# For the equation \[a{x^4} + b{x^2} + c = 0\], then all the roots of the equation will be real if A. $b^2 < 4ac$B. $b^2 >4ac$C. \[b^2 = 4ac\]D. $a=0, b=c$

**Hint:**We know that the nature of roots of any quadratic equation is totally decided by the term \[{b^2} - 4ac\]. We know that the roots can be real or imaginary and can be the same or distinct. This is dependent on \[{b^2} - 4ac\]. So let’s check for the given equation as they have mentioned that the roots are real.

**Complete step by step answer:**

To get Real roots, we have two cases:

Case 1: Roots are Real and Disctinct, if $b^2-4ac>0$

$\Rightarrow b^2>4ac$

To satisfy this condition, we need a $b^2$ value which is greater than $4\times a \times c$ value.
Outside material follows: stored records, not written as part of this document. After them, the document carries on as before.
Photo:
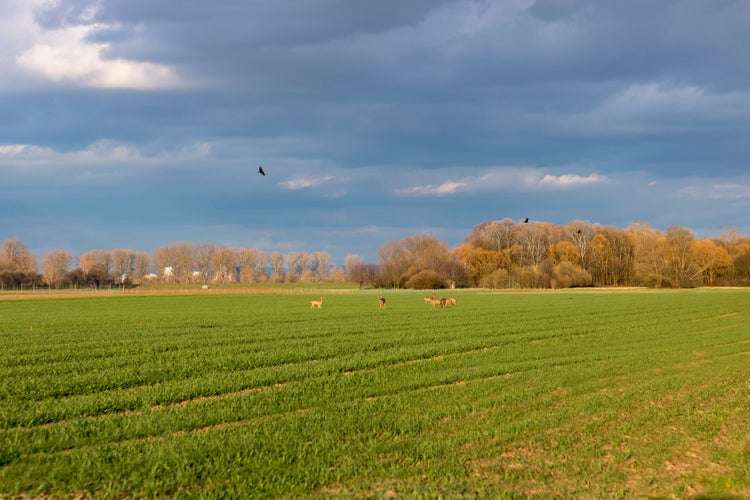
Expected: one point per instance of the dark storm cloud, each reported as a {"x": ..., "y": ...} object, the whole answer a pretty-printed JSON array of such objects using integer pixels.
[{"x": 375, "y": 120}]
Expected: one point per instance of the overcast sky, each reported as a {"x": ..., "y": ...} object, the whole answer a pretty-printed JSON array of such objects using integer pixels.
[{"x": 135, "y": 123}]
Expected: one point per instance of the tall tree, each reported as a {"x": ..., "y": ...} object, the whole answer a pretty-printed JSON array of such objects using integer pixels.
[
  {"x": 252, "y": 264},
  {"x": 141, "y": 265},
  {"x": 16, "y": 257},
  {"x": 580, "y": 233},
  {"x": 122, "y": 263},
  {"x": 276, "y": 260},
  {"x": 99, "y": 258},
  {"x": 55, "y": 266},
  {"x": 203, "y": 261},
  {"x": 225, "y": 261}
]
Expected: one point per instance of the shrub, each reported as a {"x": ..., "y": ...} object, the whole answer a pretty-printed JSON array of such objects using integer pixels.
[
  {"x": 567, "y": 275},
  {"x": 425, "y": 279}
]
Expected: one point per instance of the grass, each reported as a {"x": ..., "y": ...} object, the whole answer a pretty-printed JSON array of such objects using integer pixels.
[{"x": 592, "y": 394}]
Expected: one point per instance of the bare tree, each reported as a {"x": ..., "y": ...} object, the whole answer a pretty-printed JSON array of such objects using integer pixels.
[
  {"x": 276, "y": 260},
  {"x": 252, "y": 264},
  {"x": 297, "y": 263},
  {"x": 102, "y": 259},
  {"x": 580, "y": 233},
  {"x": 203, "y": 260},
  {"x": 141, "y": 265},
  {"x": 55, "y": 266},
  {"x": 16, "y": 257},
  {"x": 320, "y": 263},
  {"x": 535, "y": 239},
  {"x": 174, "y": 262},
  {"x": 225, "y": 262},
  {"x": 122, "y": 263}
]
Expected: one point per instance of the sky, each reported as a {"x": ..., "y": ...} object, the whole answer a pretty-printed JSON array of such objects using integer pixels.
[{"x": 136, "y": 123}]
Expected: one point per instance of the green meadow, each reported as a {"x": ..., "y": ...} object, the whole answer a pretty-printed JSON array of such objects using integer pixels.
[{"x": 583, "y": 393}]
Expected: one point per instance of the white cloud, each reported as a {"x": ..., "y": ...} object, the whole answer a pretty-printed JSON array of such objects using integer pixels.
[
  {"x": 305, "y": 182},
  {"x": 12, "y": 149},
  {"x": 733, "y": 191},
  {"x": 499, "y": 178},
  {"x": 448, "y": 187},
  {"x": 67, "y": 56},
  {"x": 570, "y": 180}
]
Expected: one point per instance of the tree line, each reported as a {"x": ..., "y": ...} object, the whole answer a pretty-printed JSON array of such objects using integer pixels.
[{"x": 495, "y": 254}]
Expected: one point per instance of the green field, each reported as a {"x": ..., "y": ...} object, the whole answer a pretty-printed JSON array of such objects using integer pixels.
[{"x": 592, "y": 394}]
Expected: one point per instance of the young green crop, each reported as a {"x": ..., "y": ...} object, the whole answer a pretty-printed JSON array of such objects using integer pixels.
[{"x": 576, "y": 393}]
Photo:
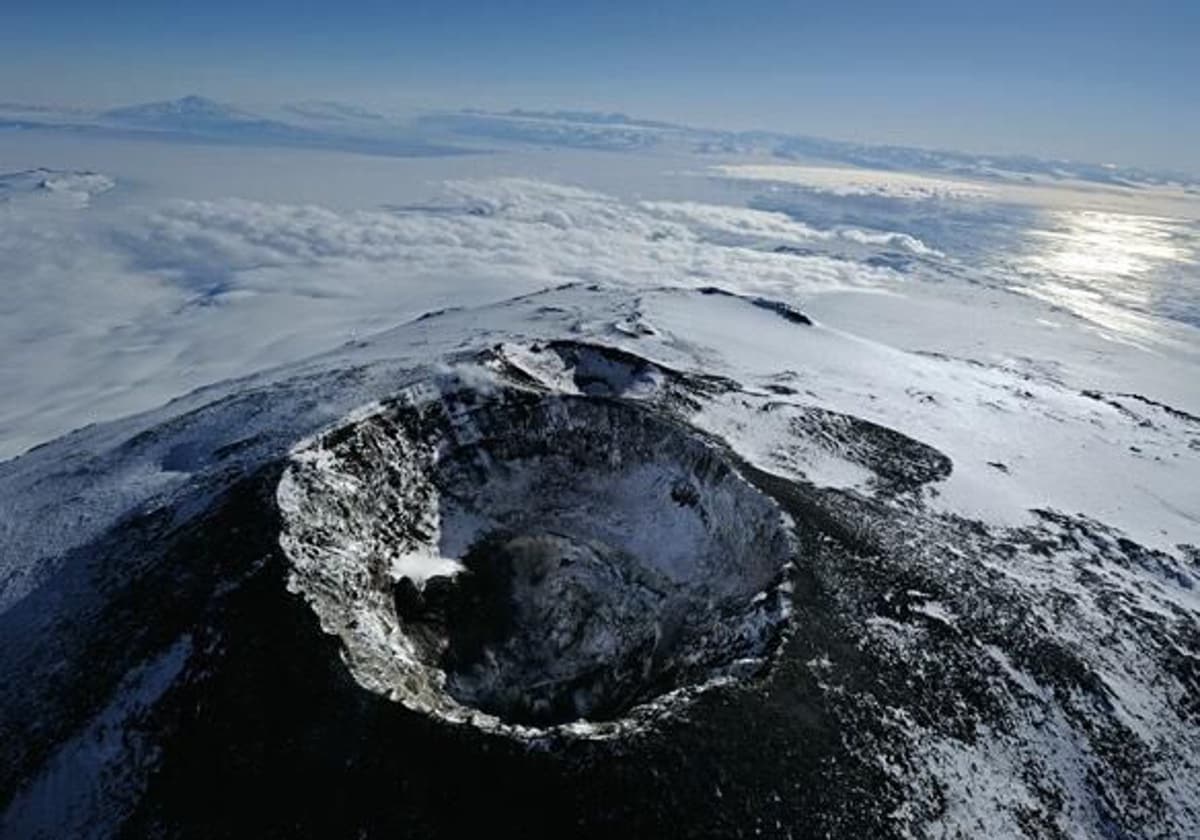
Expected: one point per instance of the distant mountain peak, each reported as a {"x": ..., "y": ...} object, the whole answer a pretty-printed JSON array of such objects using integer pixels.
[{"x": 191, "y": 108}]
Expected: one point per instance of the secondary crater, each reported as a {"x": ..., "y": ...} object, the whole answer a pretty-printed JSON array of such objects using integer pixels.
[{"x": 526, "y": 561}]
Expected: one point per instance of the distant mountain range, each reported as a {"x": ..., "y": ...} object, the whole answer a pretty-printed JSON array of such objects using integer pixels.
[{"x": 348, "y": 127}]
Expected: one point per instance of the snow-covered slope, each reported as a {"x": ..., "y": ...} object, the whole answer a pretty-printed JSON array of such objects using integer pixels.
[{"x": 977, "y": 642}]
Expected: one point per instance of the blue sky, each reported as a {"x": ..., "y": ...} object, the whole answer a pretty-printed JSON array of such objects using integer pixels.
[{"x": 1101, "y": 81}]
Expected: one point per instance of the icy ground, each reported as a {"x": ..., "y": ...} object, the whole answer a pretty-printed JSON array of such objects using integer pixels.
[{"x": 993, "y": 497}]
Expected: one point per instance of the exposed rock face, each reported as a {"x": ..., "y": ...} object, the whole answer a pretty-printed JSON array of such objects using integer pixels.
[
  {"x": 593, "y": 588},
  {"x": 522, "y": 559}
]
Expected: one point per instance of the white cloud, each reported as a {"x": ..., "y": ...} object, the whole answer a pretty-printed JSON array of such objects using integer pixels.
[{"x": 112, "y": 310}]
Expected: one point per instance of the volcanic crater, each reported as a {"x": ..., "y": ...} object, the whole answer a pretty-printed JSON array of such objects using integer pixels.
[{"x": 526, "y": 561}]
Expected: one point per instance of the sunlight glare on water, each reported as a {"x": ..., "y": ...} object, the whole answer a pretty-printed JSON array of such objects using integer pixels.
[{"x": 1121, "y": 271}]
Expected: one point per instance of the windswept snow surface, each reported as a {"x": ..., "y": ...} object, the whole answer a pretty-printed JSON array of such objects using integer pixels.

Case 2: Roots are Real if $b^2-4ac=0$

$\Rightarrow b^2=4ac$

**Therefore, If we observe the given options, Both (B) and (C) are correct.**

**Note:** Here we have modified the given fourth degree equation into second degree equation to make it quadratic. The nature of roots can be found by the coefficients.

Though the \[{b^2} - 4ac\] decides the nature of the roots. The formula \[\dfrac{{ - b \pm \sqrt {{b^2} - 4ac} }}{{2a}}\] gives the actual roots.

If we check option (D), where coefficient $a$ is zero. It means it is not a quadratic equation.